Das Sozialgericht Berlin hat am 01.12.2021 zum Aktenzeichen S 56 KR 1969/20 entschieden, dass sofern hauptberuflich Selbständige vor Eintritt einer Arbeitsunfähigkeit keine positiven Einkünfte hatten, sie bei Arbeitsunfähigkeit auch keinen Anspruch auf Krankengeld haben.
Aus der Pressemitteilung des SG Berlin vom 20.12.2021 ergibt sich:
Dies gilt auch dann, wenn der Grund für den Einkommensausfall ein Auftragsrückgang aufgrund der Corona-Pandemie war. Der Bezug staatlicher Corona-Beihilfen ändert hieran nur dann etwas, wenn dadurch nach Abzug aller Betriebsausgaben ein Gewinn verbleibt.
Der Kläger war bei der beklagten Krankenversicherung freiwillig krankenversichert. Unter anderem war ein Anspruch auf gesetzliches Krankengeld ab dem 22. Tag der Arbeitsunfähigkeit vereinbart. Als Selbständiger im Bereich Veranstaltungstechnik und Veranstaltungsmanagement erlitt er im Jahr 2020 aufgrund der Corona-Pandemie einen erheblichen Auftragsrückgang. Mit seinen Betriebseinnahmen konnte er die Betriebsausgaben ab April 2020 nicht mehr decken und erlitt Verluste. Auch die Landesbeihilfen zur Abmilderung der Pandemiefolgen konnten die laufenden Ausgaben nicht ausgleichen. Auf seinen Antrag reduzierte die beklagte Krankenkasse ab April 2020 die vom Kläger zu zahlenden Beiträge und berücksichtigte keinen Gewinn mehr.
Im Mai 2020 erkrankte der Kläger arbeitsunfähig. Von seiner Krankenkasse begehrte er daraufhin die Zahlung von Krankengeld ab Mitte Juni 2020. Die Beklagte lehnte den Antrag mit der Begründung ab, dass der Eintritt der Arbeitsunfähigkeit im Mai gar keinen Einkommensausfall verursacht habe. Hiergegen erhob der Kläger Klage vor dem Sozialgericht Berlin.

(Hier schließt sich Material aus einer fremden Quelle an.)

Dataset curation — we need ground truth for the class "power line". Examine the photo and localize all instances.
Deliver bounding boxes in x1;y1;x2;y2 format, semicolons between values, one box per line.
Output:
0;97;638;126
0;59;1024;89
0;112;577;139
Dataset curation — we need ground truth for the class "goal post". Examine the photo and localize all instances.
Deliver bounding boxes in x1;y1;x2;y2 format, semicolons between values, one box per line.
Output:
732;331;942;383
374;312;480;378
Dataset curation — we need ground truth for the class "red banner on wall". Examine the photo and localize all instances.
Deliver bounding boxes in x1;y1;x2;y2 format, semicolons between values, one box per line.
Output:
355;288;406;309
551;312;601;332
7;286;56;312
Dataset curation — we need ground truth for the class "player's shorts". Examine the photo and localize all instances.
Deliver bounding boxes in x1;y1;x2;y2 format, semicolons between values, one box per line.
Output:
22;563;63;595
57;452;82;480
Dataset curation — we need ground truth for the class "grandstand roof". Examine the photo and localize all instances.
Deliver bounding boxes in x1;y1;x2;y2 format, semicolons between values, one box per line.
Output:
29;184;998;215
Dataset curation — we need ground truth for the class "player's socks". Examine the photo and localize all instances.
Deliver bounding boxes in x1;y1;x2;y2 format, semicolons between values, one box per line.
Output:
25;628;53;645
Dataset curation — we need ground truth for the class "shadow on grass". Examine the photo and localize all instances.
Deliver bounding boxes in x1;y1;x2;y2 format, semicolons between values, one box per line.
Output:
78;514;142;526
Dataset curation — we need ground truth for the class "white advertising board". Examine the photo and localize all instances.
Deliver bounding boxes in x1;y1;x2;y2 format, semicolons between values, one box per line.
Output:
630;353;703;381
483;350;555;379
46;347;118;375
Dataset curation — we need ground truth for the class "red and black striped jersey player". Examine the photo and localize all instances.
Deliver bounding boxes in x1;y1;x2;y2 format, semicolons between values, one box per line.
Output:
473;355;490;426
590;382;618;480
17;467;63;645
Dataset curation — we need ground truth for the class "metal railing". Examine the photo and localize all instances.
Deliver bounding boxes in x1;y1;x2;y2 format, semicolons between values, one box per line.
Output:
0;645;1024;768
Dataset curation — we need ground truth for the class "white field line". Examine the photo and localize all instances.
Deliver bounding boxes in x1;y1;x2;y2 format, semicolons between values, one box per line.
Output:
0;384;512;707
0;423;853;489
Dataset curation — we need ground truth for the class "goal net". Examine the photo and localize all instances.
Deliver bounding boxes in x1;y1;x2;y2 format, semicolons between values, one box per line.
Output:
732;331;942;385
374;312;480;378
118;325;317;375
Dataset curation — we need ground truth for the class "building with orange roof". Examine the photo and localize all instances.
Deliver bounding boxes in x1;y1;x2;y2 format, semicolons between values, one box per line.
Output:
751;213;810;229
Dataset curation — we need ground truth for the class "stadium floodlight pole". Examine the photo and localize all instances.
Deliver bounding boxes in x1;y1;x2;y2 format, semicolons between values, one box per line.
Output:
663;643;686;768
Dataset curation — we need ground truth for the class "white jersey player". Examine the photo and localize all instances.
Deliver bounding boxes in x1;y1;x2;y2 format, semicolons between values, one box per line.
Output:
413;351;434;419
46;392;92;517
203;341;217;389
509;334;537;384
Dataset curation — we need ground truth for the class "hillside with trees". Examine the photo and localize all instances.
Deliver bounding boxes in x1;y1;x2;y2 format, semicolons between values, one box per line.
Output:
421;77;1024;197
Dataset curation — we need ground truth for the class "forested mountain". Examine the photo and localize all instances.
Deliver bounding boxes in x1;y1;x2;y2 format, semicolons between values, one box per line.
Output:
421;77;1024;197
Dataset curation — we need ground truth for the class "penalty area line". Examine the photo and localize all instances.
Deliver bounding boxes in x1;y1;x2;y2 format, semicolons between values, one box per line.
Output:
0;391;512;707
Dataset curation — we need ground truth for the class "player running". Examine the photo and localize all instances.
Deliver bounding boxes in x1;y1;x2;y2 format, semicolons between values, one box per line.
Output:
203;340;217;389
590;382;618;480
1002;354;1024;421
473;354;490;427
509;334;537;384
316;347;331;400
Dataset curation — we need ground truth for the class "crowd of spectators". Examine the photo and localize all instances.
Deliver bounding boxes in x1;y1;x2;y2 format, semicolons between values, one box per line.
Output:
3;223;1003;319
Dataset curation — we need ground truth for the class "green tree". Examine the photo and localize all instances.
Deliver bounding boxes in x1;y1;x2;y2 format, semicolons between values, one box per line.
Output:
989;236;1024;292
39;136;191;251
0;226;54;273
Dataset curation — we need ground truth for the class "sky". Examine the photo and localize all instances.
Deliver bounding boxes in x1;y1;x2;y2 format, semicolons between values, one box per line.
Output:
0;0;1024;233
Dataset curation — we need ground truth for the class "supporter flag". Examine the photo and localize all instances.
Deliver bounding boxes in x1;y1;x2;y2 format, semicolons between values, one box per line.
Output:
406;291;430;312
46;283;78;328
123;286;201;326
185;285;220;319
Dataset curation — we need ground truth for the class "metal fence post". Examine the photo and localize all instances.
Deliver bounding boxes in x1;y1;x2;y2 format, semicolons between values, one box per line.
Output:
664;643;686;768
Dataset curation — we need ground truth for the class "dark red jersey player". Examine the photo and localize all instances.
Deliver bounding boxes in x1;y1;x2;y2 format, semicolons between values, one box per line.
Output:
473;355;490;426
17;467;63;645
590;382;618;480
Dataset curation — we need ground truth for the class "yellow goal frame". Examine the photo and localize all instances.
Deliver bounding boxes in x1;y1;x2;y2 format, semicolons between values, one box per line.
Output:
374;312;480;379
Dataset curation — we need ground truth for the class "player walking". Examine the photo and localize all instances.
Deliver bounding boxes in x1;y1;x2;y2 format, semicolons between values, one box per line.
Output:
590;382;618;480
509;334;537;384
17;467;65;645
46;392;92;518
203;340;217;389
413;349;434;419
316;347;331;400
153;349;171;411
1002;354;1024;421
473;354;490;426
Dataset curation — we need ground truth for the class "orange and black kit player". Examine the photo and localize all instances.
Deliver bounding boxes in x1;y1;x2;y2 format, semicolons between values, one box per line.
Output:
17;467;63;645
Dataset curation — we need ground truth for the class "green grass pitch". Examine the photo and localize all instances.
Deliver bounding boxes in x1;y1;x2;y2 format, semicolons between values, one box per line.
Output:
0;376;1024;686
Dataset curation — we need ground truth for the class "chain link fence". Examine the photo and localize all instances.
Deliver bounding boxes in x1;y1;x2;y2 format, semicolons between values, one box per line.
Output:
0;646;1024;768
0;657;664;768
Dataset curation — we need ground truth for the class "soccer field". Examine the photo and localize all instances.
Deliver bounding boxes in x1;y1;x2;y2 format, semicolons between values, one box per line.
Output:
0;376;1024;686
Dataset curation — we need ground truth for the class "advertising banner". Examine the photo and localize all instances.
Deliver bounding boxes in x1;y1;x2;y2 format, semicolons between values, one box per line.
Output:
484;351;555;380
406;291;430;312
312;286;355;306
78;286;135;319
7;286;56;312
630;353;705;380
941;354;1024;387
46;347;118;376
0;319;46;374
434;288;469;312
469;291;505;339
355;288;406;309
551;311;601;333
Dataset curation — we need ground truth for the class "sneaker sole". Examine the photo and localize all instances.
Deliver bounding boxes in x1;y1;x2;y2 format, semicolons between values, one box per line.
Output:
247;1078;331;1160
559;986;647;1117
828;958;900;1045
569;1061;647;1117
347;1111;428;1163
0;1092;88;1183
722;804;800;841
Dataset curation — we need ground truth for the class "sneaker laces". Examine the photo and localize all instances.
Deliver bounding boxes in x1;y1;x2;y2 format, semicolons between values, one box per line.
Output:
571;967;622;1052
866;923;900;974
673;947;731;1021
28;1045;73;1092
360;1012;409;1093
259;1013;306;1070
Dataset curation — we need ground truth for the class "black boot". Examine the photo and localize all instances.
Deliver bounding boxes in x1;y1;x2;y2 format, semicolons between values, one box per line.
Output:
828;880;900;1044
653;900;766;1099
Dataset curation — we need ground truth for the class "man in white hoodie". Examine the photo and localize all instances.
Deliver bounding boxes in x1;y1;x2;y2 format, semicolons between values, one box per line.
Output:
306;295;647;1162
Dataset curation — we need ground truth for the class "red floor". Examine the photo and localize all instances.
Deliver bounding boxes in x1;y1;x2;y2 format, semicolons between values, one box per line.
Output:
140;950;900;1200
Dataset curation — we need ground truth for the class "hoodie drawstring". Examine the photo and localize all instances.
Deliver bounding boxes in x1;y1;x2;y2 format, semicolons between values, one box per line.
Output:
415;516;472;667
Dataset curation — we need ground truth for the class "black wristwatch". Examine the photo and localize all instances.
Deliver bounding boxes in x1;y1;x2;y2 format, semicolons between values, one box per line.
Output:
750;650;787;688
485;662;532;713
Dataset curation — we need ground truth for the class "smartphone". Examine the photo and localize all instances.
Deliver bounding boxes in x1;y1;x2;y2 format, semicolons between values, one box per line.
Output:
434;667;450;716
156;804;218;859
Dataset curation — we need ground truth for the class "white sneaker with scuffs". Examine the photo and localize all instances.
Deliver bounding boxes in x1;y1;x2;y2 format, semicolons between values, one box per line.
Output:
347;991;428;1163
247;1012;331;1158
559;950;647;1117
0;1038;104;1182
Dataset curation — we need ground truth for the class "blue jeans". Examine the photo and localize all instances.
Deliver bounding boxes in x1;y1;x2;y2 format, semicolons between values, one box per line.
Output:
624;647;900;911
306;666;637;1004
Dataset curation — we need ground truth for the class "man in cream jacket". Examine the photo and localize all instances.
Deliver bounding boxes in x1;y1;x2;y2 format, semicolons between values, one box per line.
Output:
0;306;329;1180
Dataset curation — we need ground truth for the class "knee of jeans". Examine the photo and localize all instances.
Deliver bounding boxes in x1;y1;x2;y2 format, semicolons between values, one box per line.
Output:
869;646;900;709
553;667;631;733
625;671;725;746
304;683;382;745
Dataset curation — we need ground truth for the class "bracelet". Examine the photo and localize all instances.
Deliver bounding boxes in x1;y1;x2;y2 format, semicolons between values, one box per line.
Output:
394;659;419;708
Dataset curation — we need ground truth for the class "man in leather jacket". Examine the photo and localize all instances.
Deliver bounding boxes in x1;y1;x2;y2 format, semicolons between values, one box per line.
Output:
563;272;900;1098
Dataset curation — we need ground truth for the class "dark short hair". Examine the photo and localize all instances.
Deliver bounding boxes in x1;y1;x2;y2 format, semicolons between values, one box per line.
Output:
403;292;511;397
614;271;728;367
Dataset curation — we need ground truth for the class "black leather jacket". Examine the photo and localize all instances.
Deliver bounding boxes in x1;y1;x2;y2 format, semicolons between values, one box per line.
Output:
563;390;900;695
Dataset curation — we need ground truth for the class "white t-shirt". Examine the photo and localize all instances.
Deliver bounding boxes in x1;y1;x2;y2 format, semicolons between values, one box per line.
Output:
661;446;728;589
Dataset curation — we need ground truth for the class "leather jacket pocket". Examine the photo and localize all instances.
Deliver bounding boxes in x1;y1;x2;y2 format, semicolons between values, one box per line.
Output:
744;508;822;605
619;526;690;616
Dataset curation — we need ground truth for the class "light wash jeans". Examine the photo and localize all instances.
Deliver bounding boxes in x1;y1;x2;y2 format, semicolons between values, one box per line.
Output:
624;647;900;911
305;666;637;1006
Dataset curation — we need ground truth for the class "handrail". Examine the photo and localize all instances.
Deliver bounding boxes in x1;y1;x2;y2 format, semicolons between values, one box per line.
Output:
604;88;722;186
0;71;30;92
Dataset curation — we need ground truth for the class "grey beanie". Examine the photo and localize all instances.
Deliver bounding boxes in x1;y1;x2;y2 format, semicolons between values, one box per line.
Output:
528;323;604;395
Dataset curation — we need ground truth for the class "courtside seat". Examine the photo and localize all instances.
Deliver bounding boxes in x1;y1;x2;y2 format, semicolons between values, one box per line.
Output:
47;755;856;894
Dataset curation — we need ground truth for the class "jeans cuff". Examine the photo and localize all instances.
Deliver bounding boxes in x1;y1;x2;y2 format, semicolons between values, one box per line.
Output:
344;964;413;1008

Mit Urteil vom 1. Dezember 2021 hat die 56. Kammer des Sozialgerichts (in der Besetzung mit einem Berufsrichter und zwei ehrenamtlichen Richtern) die Klage nach mündlicher Verhandlung abgewiesen und zur Begründung Folgendes ausgeführt: Der Kläger habe keinen Anspruch auf Auszahlung von Krankengeld gehabt. Maßgebend für die Bestimmung der Krankengeldhöhe sei nach dem Gesetz das zuletzt vor Beginn der Arbeitsunfähigkeit erzielte Arbeitseinkommen. Aufgrund des vollständigen Einkommensausfalls sei das vom Kläger erwirtschaftete Betriebsergebnis jedoch ab April 2020 negativ gewesen. Auch unter Berücksichtigung der Corona-Beihilfen habe sich kein Gewinn ergeben. Grund für den Einkommensausfall sei damit nicht das bei der Beklagten versicherte Risiko – die krankheitsbedingte Arbeitsunfähigkeit – gewesen, sondern ein nicht bei der Krankenkasse versichertes Risiko, nämlich der pandemiebedingte Auftragsrückgang.
Dieses Urteil ist noch nicht rechtskräftig. Es kann vom Kläger mit der Berufung zum Landessozialgericht Berlin-Brandenburg mit Sitz in Potsdam angefochten werden.